Krasse Gegenbeispiele zu Köln sind Eintracht Frankfurt, VfL Wolfsburg und FC St. Pauli. Der seit acht Partien sieglosen und seit 724 Minuten torlosen „0 der Liga“ („Frankfurter Allgemeine Zeitung“) droht im Fall einer Fortsetzung dieser Negativserie das selbe sportliche Schicksal wie einst dem 1. FC Köln (1034 Minuten ohne Treffer), 1. FC Saarbrücken (964), Karlsruher SC (753) und Tasmania Berlin (741), die jeweils abstiegen.
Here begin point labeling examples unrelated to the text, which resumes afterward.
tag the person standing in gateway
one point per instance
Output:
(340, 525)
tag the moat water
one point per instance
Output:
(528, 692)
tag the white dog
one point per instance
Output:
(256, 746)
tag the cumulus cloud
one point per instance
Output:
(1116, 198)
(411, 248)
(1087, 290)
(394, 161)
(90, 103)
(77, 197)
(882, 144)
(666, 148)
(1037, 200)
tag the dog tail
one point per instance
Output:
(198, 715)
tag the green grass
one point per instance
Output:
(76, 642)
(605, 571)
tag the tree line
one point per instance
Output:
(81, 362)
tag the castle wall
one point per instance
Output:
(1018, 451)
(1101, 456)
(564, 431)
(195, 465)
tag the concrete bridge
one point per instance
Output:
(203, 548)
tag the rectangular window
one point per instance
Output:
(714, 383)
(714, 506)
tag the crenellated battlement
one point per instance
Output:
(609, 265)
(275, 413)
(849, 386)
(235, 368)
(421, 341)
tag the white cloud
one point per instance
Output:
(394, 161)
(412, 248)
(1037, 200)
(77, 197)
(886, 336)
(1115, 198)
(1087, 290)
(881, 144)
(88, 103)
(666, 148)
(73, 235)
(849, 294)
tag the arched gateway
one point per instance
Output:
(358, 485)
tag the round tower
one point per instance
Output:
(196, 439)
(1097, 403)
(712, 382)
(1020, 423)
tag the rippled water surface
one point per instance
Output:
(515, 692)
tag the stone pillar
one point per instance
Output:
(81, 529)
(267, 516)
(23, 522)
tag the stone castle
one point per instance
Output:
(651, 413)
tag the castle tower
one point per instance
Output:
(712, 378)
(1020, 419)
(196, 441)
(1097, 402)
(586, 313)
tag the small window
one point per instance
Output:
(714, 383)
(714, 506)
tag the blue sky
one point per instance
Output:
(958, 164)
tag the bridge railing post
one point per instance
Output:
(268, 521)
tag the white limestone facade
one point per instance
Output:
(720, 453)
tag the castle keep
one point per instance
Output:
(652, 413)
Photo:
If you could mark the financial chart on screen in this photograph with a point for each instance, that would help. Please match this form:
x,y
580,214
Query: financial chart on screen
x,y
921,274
Für den umstrittenen Trainer Michael Skibbe könnte die Partie auf Schalke zum persönlichen Endspiel werden.
Wolfsburg rutscht trotz prominenter Wintertransfers und immenser Wirtschaftskraft immer weiter ab. Eine Wende zum Besseren scheint fraglich. St. Pauli geht nach der 0:5-Klatsche in Nürnberg ziemlich angeschlagen ins Schlüsselspiel gegen Stuttgart. „Man darf sich mal auf den Arsch setzen, muss aber wieder aufstehen können“, appellierte Trainer Holger Stanislawski an den Kampfgeist seiner Schützlinge.
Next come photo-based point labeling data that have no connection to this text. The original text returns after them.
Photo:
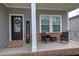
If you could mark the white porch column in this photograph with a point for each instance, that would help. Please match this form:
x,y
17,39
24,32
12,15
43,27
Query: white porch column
x,y
33,18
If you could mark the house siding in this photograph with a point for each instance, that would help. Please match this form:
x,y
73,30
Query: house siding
x,y
27,15
4,26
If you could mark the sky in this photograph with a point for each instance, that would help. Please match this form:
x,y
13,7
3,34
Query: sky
x,y
73,13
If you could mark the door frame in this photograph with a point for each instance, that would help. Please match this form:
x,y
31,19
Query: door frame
x,y
10,27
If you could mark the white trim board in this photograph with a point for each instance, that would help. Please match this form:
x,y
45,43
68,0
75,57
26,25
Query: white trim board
x,y
50,15
10,32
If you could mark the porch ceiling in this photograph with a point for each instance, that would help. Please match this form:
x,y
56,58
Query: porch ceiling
x,y
45,6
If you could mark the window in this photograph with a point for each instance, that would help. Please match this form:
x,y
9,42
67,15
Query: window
x,y
56,24
44,23
50,23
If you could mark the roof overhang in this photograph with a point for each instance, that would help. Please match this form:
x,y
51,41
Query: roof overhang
x,y
45,6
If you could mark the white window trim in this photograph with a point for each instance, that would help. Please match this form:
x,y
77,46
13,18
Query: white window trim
x,y
10,32
50,22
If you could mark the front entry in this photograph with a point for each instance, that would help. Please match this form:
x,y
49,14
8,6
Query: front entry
x,y
16,27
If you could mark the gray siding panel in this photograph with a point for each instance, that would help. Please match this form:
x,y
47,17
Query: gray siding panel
x,y
4,26
27,15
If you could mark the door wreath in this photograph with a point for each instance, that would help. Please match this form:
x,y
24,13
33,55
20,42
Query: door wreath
x,y
17,21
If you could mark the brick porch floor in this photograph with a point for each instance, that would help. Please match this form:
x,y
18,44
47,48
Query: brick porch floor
x,y
40,47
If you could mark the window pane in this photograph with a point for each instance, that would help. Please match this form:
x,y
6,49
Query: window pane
x,y
45,28
44,20
56,28
56,20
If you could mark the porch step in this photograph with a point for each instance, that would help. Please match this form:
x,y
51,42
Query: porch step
x,y
15,44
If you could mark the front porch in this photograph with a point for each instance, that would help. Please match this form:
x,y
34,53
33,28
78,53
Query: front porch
x,y
49,18
68,48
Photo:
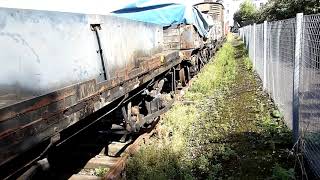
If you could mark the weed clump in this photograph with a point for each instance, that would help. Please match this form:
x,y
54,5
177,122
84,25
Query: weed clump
x,y
227,132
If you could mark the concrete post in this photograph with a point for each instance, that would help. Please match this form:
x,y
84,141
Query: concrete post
x,y
296,77
265,40
254,46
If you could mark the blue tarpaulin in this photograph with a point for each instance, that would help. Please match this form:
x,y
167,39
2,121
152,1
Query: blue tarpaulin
x,y
165,13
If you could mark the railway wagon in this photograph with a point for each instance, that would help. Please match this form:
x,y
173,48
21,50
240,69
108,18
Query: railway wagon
x,y
58,68
215,11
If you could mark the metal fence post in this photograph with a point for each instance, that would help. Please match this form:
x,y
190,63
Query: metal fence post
x,y
296,77
265,55
254,46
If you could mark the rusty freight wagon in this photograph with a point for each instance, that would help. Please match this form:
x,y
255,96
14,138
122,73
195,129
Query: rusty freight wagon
x,y
60,69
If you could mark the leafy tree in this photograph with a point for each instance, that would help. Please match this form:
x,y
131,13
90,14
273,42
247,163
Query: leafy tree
x,y
246,14
274,10
284,9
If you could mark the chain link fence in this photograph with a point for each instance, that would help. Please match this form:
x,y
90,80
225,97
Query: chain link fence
x,y
286,56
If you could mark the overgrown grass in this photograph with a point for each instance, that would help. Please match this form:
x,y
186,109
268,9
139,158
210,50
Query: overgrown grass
x,y
227,132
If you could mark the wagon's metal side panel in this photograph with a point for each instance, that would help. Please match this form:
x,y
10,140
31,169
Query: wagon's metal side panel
x,y
125,41
44,51
182,37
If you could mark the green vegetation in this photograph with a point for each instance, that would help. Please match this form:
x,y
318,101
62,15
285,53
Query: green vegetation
x,y
224,128
274,10
246,14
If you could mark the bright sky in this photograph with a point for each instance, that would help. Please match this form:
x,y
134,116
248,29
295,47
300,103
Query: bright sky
x,y
79,6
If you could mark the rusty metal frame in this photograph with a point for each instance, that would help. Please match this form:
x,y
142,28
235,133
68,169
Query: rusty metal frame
x,y
27,123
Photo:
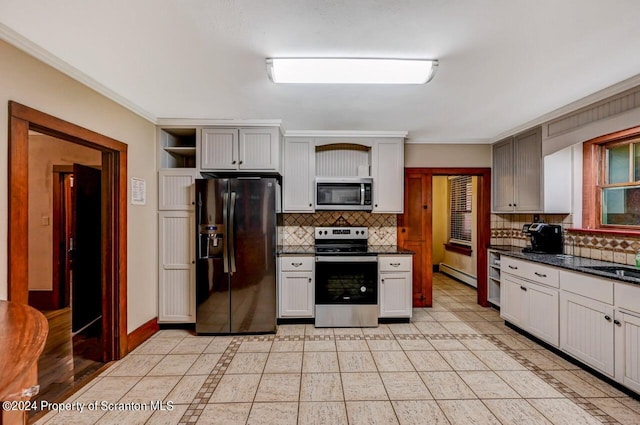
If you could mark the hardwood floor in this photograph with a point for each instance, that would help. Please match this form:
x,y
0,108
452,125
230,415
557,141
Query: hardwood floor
x,y
67,361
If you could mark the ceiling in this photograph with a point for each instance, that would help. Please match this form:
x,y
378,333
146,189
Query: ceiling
x,y
503,63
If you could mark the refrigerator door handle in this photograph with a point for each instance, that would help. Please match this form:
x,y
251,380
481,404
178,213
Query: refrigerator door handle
x,y
225,254
232,236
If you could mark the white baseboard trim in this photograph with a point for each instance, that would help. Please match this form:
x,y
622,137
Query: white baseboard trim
x,y
459,274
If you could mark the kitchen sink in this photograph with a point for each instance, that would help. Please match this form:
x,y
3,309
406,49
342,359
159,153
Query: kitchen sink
x,y
620,271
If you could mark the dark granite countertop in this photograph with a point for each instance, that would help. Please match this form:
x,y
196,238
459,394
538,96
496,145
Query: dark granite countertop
x,y
569,262
310,250
296,249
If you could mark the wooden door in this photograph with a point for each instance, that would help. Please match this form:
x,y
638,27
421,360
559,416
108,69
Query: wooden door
x,y
414,234
86,292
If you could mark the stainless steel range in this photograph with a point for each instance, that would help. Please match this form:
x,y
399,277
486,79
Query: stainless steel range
x,y
346,278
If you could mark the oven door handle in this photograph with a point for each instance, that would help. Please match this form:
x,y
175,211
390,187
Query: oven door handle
x,y
347,259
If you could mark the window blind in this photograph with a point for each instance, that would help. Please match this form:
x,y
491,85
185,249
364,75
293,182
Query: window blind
x,y
460,209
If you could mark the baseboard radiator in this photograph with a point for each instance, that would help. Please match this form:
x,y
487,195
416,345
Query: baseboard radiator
x,y
459,274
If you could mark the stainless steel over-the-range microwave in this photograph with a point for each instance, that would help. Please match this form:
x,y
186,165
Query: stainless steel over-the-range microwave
x,y
344,193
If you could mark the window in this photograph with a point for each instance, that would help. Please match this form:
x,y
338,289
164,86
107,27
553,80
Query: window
x,y
460,210
611,190
620,186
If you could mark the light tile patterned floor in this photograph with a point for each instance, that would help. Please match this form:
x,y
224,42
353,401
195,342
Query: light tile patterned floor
x,y
456,363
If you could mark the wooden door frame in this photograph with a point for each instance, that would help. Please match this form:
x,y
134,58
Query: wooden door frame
x,y
483,215
114,210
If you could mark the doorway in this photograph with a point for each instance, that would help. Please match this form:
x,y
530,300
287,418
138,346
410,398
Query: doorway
x,y
415,228
113,210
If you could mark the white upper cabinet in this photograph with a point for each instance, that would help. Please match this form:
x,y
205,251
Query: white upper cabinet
x,y
243,149
387,170
517,173
259,149
299,174
219,150
176,189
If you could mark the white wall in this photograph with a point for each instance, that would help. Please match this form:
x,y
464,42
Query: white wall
x,y
34,84
447,155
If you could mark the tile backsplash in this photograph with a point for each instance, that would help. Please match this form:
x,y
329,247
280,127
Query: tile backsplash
x,y
298,228
506,229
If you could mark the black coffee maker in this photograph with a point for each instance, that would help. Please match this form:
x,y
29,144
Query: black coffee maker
x,y
545,238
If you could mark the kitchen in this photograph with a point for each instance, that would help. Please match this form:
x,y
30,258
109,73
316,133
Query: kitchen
x,y
52,88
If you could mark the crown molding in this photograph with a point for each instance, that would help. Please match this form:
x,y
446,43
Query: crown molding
x,y
598,96
461,141
12,37
344,133
231,122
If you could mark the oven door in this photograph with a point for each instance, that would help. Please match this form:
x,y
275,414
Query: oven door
x,y
346,280
346,291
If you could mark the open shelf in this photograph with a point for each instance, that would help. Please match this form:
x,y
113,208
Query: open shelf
x,y
178,147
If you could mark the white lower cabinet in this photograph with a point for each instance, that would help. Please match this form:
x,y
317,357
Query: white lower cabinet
x,y
530,306
543,313
177,297
627,350
395,286
296,287
587,332
598,318
511,301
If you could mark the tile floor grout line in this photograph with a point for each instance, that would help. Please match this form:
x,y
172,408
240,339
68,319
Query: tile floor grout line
x,y
563,389
195,408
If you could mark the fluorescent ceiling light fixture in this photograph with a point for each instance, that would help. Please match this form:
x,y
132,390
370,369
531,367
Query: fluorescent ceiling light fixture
x,y
350,70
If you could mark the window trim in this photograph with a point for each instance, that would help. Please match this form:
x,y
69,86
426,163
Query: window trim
x,y
592,167
464,179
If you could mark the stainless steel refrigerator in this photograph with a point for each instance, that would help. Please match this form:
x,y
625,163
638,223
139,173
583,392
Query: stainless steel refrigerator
x,y
236,248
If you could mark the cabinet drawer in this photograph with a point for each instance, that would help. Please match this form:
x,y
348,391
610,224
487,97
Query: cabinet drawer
x,y
296,264
627,297
532,271
587,286
394,263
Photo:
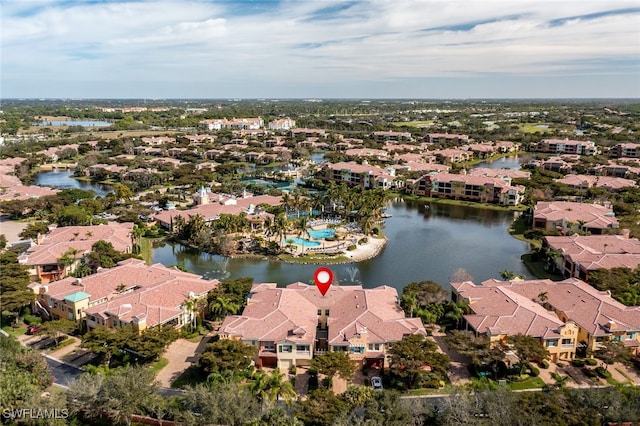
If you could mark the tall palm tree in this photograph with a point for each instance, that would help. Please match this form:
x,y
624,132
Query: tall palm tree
x,y
191,305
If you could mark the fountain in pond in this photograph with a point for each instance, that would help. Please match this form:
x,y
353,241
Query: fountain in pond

Erstaunlich gefasst geht der auf einen direkten Abstiegsrang abgerutschte 1. FC Kaiserslautern mit seiner Talfahrt um. „Das Gute ist, dass wir alle Mitkonkurrenten noch vor der Brust haben“, sagte Abwehrspieler Mathias Abel. Die Hoffnung haben allerdings auch die Akteure der anderen Abstiegsanwärter, da Erfolge gegen einen direkten Rivalen einen doppelt positiven Effekt haben.